In this example, we see how Rank2D performs pairwise comparisons of each feature in the data set with a specific metric or algorithm, then returns them ranked as a lower left triangle diagram.

from yellowbrick.features import Rank2D

visualizer = Rank2D(features=features, algorithm='covariance')
visualizer.fit(X, y)                # Fit the data to the visualizer
visualizer.transform(X)             # Transform the data
visualizer.poof()                   # Draw/show/poof the data

Model Visualization

In this example, we instantiate a Scikit-Learn classifier, and then we use Yellowbrick's ROCAUC class to visualize the tradeoff between the classifier's sensitivity and specificity.

from sklearn.svm import LinearSVC
from yellowbrick.classifier import ROCAUC

model = LinearSVC()
model.fit(X,y)
visualizer = ROCAUC(model)
visualizer.score(X,y)
visualizer.poof()

For additional information on getting started with Yellowbrick, check out our examples notebook.

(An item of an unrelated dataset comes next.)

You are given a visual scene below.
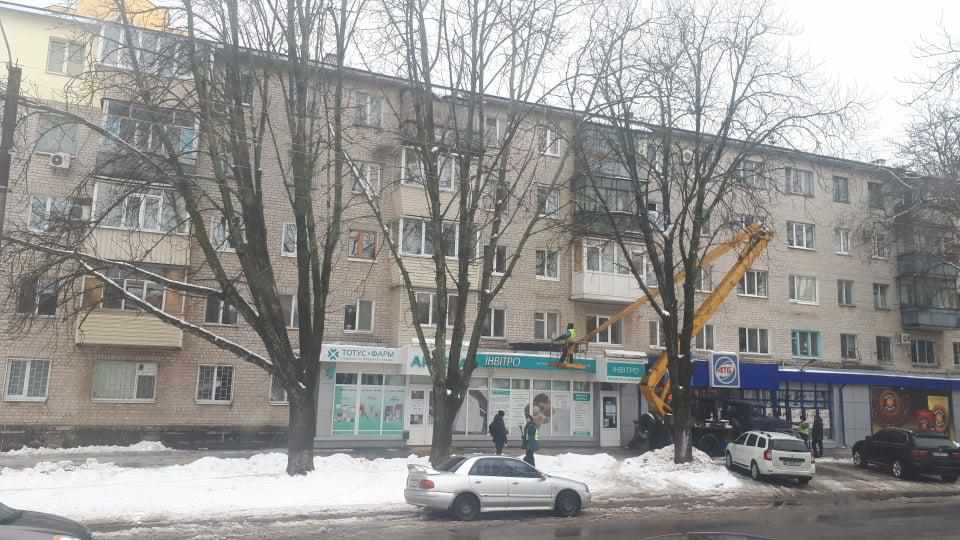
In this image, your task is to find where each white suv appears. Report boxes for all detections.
[725,431,817,486]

We also have a quick start guide.

Contributing to Yellowbrick

Yellowbrick is an open source tool designed to enable more informed machine learning through visualizations. If you would like to contribute, you can do so in the following ways:

This repository is set up in a typical production/release/development cycle as described in A Successful Git Branching Model. A typical workflow is as follows:

  1. Select a card from the dev board - preferably one that is "ready" then move it to "in-progress".

  2. Create a branch off of develop called "feature-[feature name]", work and commit into that branch.

    ~$ git checkout -b feature-myfeature develop
    
  3. Once you are done working (and everything is tested) merge your feature into develop.

    ~$ git checkout develop
    ~$ git merge --no-ff feature-myfeature
    ~$ git branch -d feature-myfeature
    ~$ git push origin develop
    
  4. Repeat. Releases will be routinely pushed into master via release branches, then deployed to the server.